Saat itu Cin Ceng si Jin masuk membawa minuman dan cemilan seperti buah pisang. Cin Ceng si Jin menghidangkan minuman dan cemilan tersebut di depan Albara. Adat mereka memulyakan tamu tidak beda jauh dengan adat penduduk Kota Tapus, hingga membuat Albara tidak merasa asing bahkan seperti merasa di kotanya sendiri.

"saudara Albara ayo dicicipi minuman dan cemilan kami, pisang aja ni yang ada" Cin Ceng si Jin berbasa basi.

Kha Cang To Jin juga tidak ketinggalan ikut pula berbasa basi mempersilahkan Albara mencicipi hidangan mereka.

"Ayo anak muda diminum tehnya, cemilannya di makan, pisang ada, duku ada, duren ada, rambutan ada, apel ada dan salak juga ada" kata Kha Cang to Jin.

Albara seperti tersihir terpaku di tempat duduknya bagaimana tidak, seketika itu juga di depan Albara sudah tersedia semua yang di sebutkan Kha Cang to Jin.

Setelah minum dan mencicipi hidangan dari Cin Ceng si Jin. Kha Cang to Jin berdiri, dengan gerakan kilat Kha Cang to Jin melesat ke arah Albara. Sedetik kemudian Kha Cang to Jin telah mengenggam pergelangan tangan Albara kemudian membawa Albara dengan gerakan seperti terbang, hanya sekedipan mata mereka sudah berdiri di sebuah gerbang kota kuno.

Di gerbang kota tertulis "selamat datang di Koto Tapus". wah itu nama Kota Tapus tempo dulu pikir Albara.

"Anak muda saat saya kembali menjemput mu, kau harus kembali tak perduli kau berhasil atau gagal" Kha Cang To Jin mengingatkan Albara.

Albara mengangguk setuju, kemudian Mereka memasuki Koto Tapus, Albara melihat bangunan di kota itu terlihat sangat kuno, perumahan tersusun rapi umumnya berupa rumah panggung sederhana terbuat dari kayu.

Mereka menuju ke suatu bangunan sebuah rumah sederhana terbuat dari kayu tiangnya kayu bulat tapi semua di ukir seperti ukiran jepara, tiap tiang di topang dengan sendi pondasi dari batu batu pipih.

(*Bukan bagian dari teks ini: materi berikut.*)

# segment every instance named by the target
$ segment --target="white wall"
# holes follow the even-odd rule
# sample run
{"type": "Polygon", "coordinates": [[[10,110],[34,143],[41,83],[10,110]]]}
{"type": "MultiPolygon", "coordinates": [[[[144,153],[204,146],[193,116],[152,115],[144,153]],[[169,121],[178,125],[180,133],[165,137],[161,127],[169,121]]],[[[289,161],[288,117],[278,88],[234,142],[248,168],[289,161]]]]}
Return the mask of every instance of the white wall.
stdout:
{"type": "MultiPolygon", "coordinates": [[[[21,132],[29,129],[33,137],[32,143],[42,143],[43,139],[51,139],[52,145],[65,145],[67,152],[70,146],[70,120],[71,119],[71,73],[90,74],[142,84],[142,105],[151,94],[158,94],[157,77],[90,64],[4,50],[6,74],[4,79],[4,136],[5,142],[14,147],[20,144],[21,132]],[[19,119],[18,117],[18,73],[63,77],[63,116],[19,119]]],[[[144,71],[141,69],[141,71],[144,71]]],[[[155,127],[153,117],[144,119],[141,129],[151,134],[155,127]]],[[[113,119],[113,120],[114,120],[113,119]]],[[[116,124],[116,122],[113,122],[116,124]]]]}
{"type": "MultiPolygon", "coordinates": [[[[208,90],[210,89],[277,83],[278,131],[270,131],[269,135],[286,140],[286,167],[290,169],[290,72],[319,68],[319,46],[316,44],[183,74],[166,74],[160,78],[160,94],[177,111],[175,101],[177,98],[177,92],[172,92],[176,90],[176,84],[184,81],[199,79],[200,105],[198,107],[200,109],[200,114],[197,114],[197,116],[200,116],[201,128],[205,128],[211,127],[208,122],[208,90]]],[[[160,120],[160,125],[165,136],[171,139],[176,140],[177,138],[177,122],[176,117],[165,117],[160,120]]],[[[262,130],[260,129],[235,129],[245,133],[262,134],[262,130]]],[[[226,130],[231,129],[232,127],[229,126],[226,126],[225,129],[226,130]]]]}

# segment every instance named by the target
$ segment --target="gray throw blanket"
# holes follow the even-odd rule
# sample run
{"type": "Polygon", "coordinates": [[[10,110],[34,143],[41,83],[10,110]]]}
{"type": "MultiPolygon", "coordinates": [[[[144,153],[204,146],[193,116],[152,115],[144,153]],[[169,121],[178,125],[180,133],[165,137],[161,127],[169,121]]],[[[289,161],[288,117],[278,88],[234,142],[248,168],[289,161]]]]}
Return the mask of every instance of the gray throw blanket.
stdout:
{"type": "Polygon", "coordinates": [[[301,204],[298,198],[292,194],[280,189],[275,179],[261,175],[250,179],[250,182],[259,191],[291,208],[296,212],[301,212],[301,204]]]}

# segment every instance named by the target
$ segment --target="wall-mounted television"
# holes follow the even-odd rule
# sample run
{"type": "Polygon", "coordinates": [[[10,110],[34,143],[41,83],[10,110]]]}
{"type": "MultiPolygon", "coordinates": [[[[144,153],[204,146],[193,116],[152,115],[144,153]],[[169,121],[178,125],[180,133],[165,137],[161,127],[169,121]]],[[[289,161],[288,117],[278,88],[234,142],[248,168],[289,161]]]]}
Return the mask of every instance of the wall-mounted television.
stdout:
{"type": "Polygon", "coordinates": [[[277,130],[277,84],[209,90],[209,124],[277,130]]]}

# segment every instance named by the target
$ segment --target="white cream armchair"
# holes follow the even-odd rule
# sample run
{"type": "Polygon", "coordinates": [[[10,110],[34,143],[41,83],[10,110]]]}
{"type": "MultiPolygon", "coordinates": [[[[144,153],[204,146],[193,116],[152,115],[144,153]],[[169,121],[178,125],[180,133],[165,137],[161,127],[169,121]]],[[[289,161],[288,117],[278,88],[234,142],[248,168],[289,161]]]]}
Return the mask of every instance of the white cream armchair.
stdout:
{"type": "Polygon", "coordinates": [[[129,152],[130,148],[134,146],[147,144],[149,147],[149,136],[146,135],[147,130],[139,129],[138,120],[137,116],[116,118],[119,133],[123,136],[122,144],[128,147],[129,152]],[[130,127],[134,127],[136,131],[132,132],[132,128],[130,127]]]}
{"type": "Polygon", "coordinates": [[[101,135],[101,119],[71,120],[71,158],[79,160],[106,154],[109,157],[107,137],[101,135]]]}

Insting Albara seperti mengenali lokasi rumah yang mereka kunjungi, tak salah lagi rasanya ini lokasi rumah kakeknya saat ini pikir Albara.

Kaget Albara tak terbayangkan saat melihat orang yang mereka temui sangat mirip kakeknya, yang membedakan nya dengan kakek Sultan Murod, adalah kostum yang dipakai kakek di depannya bergaya jesatria dalam film silat, berambut panjang dengan sal mengikat kepalanya, jangut putih hingga ke dada, sebuah pedang tersandang di punggungnya khas juwara silat dalam film yang di tonton Albara.

"wahai saudara Kha Cang To Jin apa gerangan kau mengunjungiku?" tanya orang tua pemilik rumah.

"Ki Hanib saya titip pemuda ini, dia adalah tamu saya dan dia punya urusan yang mungkin bisa saudara bantu?" kata Kha Cang To Jin.

orang tua sahabat Kha Cang To Jin yang bernama Hanib, yang di panggil ki Hanib pun mengangguk.

"baiklah saya akan urus keperluannya" kata ki Hanib.

"saya lagi terburu buru mohon izin undur diri" Kha Cang To Jin membungkuk memberi hormat kemudian menghilang dari pandangan.

Ki Hanib merupakan orang yang sangat di hormati di Koto Tapus, dulunya merupakan jendral utama kerajaan Saba. ki Hanib juga sangat di Andalkan Ratu Balqis penguasa kerajaan Saba.